"Then Philip went down to the city of Samaria, and preached Christ unto them. And the people with one accord gave heed unto those things which Philip spake, hearing and seeing the miracles which he did. For unclean spirits, crying with loud voice, came out of many that were possessed with them: and many taken with palsies, and that were lame, were healed. And there was great joy in that city" (Acts 8:5-8).
The first non-Jewish region of the world to hear the gospel was Samaria (Acts 1:8). From the standpoint of a Jew it was the last place to go after having been everywhere else (cf. Luke 17:16-18; John 4:9). The disciples of Christ had negative feelings toward Samaritans (Luke 9:51-54). These attitudes may have been reinforced by restrictions concerning where they should go to preach the Gospel during our Lord's ministry (Matt. 10:5).
Through His interview of the Samaritan woman the Lord convinced the men of Samaria that He was "indeed the Christ, the Saviour of the world" (John 4:42). Jesus commissioned His vanguard of disciples to make Samaria the first stop on the long journey to bless "the kindreds of the earth" by "turning away every one of you from his iniquities" (Acts 3:24-26).
Philip came to Samaria preaching Christ (Acts 8:5). This message consisted of declaring the Church of Christ, the authority of Christ and baptism into Christ (Acts 8:12). This is Great Commission preaching (Luke 24:44-48). Men cannot be saved except they believe that Jesus is the Son of God (John 8:21-24). They must know that He is the crucified, resurrected and glorified Lord of Lords (Acts 2:26). This is what Philip preached when he preached the "name" of Jesus Christ.
Neither can they be saved without having been added to the one church (Acts 2:47). Jesus is the one who identified the church as His eternal Kingdom (Matt. 16:18,19). He announced the new birth was the only means of entrance thereto (John 3:3-5), shed His blood for the purchase thereof (Acts 20:28) and added men to it as they were saved (Acts 2:47). Baptism into Christ is where one is born again (Titus 3:3-7) and raised a new creature (Rom. 6:3-6). When we are added to the church (Acts 2:47; Col. 1:13) we become citizens of the heavenly commonwealth (Eph. 2:16-21) and the purchased possession of the Son of God (Eph. 5:23-27).
The people of Samaria had been under the influence of a sorcerer named Simon for a long time (Acts 8:11). Simon had seduced them with error and bewitched them with slight of hand. However, Philip shook the kingdom of Satan to its very foundations with the confirmed word of God (Acts 8:13; cf.

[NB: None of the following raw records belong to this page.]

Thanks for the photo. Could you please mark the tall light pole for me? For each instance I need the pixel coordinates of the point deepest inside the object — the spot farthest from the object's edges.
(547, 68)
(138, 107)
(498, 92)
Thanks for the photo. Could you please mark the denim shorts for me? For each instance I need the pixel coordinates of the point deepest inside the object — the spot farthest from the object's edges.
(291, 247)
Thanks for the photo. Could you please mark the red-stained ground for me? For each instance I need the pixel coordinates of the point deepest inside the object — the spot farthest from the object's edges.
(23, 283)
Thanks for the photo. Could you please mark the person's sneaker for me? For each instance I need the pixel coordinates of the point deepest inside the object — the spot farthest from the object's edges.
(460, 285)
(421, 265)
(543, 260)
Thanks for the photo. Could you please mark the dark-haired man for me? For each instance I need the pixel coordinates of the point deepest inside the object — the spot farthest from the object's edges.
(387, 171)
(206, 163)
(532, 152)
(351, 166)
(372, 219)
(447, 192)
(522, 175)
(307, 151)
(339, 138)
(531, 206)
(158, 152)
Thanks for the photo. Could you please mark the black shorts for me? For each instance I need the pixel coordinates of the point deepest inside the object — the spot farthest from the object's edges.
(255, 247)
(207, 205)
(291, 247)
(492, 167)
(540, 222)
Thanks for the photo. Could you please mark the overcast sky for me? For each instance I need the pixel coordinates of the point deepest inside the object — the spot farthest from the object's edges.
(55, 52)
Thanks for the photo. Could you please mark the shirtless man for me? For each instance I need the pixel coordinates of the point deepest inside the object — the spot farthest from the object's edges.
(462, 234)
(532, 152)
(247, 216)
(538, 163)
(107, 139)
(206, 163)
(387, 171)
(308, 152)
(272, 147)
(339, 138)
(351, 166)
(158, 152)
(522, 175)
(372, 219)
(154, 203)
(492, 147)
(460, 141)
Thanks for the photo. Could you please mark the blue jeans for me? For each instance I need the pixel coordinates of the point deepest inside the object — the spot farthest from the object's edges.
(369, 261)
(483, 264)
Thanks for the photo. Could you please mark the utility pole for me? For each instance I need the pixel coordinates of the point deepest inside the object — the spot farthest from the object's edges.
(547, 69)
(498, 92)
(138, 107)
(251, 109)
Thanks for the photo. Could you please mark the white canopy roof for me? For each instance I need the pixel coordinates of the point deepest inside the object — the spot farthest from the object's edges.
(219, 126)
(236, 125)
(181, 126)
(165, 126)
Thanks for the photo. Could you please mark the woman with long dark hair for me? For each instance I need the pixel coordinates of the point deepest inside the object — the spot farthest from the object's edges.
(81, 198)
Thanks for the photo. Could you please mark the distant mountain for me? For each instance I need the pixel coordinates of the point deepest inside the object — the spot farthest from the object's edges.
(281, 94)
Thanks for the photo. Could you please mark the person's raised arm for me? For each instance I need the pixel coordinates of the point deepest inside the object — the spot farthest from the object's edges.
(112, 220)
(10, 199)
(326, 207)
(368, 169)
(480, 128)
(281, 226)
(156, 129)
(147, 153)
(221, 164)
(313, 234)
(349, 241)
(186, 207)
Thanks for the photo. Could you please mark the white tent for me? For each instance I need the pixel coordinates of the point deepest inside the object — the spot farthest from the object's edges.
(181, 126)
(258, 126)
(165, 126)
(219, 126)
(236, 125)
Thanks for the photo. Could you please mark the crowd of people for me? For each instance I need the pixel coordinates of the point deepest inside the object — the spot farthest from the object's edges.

Mark 16:17-20). So much so, that the whole church of the Devil and its senior "pastor" were converted to Christ (Acts 8:12,13).
Today, we need to be confident that the same Gospel, preached with the same clarity and force will convert those in error and those that brought them their provided Truth is given a fair and impartial hearing.
In the midst of this evangelistic success Satan was still working. Simon while new in the faith and still weak in the flesh offered the apostles money for the power to give the Holy Spirit (Acts 8:14-19). Peter rebuked Simon severely for his thoughtless error (8:20-23) and Simon, because his heart was still tender, quickly turned and sought God's mercy (8:24).
Satan is always seeking to thwart the peaceful and prosperous growth of the local church. He makes Christians, young and old, the objects of his loathsome ploys (1 Peter 5:8). Satan's objective is to halt evangelism. We must all remember that we are men of "like passions" (James 5:17). As long as we are in the flesh we will be tempted (Jam. 1:13-15). Some will sin. In those desperate hours what we need are men who will readily repent and pray (John 1:7-9).
While severely challenged by their previous error and Simon's transgression the Church in Samaria became a center for evangelism throughout the province (Acts 8:25). Peter and John remained in Samaria long enough to confirm the Disciples in the faith and impart to them the necessary spiritual gifts (Acts 8:14,15).
They then continued their success in many of the villages of the Samaritans. If every Church would do what this Church did, world evangelization would again be possible. Too often, we let Church problems and people problems stop our efforts in saving the lost. We need to keep our primary mission before us at all times -- seek and save the lost.
The Samaritan Church was a tremendous Church. In both its trials and success, it stands as an example to congregations today.